De l'utilisation des concepts anciens
Le sens de la plupart des concepts anciens ne nous touche plus véruitablement et ne représente pas un enjeu valide pour l'homme tel qu'il évolue dans le XXIème siècle. Il n'est pas question de nier tout l'apport de pensée que des philosophes réputés ont pu apporter à l'humanité, mais de se débarrasser de l'analyse de leurs œuvres au regard de la s"mantique des concepts d'aujourd'hui. Le fait de continuer à ressasser sans arrêt Platon ou Socrate, Spinoza ou Kant (encore que les concepts de Kant figurent à mon avis parmi les plus actuels de la philosophie), Hegel ou Sartre, en considérant implicitement leurs questions comme toujours licites, provoque un effet stérilisateur dans la pensée philosophique moderne. Ne ressortons pas à tout bout de champ Epicure, voire même les pré-socratiques comme des défenseurs de la substance de la philosophie ! Pourquoi prétendre nécessaire ce retour aux sources draconien par rapport auquel la Renaissance fait figure d'exercice de style ?

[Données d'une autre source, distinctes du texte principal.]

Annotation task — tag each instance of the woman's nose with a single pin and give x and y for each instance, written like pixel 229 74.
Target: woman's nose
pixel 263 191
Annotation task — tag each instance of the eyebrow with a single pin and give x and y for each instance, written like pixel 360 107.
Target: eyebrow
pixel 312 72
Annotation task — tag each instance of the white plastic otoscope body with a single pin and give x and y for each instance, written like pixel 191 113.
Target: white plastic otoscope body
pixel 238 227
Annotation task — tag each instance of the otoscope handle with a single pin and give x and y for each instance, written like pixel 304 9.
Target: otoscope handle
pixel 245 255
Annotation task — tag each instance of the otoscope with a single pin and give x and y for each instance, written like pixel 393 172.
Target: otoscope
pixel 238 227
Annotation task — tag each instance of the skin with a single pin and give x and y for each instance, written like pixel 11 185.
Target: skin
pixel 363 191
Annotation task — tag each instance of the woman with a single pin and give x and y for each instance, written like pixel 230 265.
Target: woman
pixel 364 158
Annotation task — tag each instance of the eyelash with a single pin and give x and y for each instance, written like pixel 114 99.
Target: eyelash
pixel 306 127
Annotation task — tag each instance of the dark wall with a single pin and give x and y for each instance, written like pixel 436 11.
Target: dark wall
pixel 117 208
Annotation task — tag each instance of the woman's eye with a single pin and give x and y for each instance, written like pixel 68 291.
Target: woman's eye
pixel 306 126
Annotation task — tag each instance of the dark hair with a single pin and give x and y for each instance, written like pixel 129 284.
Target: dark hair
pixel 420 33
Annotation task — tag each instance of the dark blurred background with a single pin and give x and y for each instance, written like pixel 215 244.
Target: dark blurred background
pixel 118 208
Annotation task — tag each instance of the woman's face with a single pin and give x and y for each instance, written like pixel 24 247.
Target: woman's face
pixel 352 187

Il faut gérer cette mémoire comme une mémoire historique mais non présente, ce parcours d'obstacles aliénant dans le dédale des concepts philosophiques de chaque époque impliquant un brouillage des sens de concepts et une stérilisation des idées novatrices philosophiques de notre temps.
Une comparaison avec la science aurait tous les apparats du ridicule. On pourrait ainsi, pour chaque thèse de mathématiques, demander au candidat de comparer son travail à l'ensemble de la littérature mathématique depuis les grecs anciens, voire avant eux. Cette demande paraîtrait de la pure absurdité en raison du décalage immense de préoccupations et des concepts mathématiques entre les grecs anciens et les hommes d'aujourd'hui. Cette démarche, paraît au contraire, si importante en philosophie, qu'à mesure que les siècles passent, le nombre de philosophes à citer étant devenu trop important, chaque thèse semble prédestinée à se noyer dans les méandres des commentaires du passé, cherchant désespérément une interprétation actuelle de réflexions dont les concepts nous sont, pour toujours, devenus étrangers. Laissons cette tâche titanesque aux historiens de la philosophie.
Vers l'identification des ruptures épistémologiques pour une nouvelle philosophie contemporaine
Bien entendu, le problème est complexe et ambigü car, notamment dans la philosophie récente, nosu héritons de pensées conceptuelles qu'il nous faut étudier afin de comprendre notre société : on pourrait nommer cela la psychanalyse sociale. Car, bien entendu, nous ne pouvons philosopher ex nihilo, mais bien en ressassant les concepts de notre époque. Il faudrait donc creuser un peu, mais pas trop pour ne pas entrer en archéologie de la philosophie et trouver le juste milieu entre ce qu'il est nécessaire de savoir pour philosopher et ce qu'il est optionnel de savoir pour comprendre l'histoire complète (existe-t-elle seulement) d'un concept.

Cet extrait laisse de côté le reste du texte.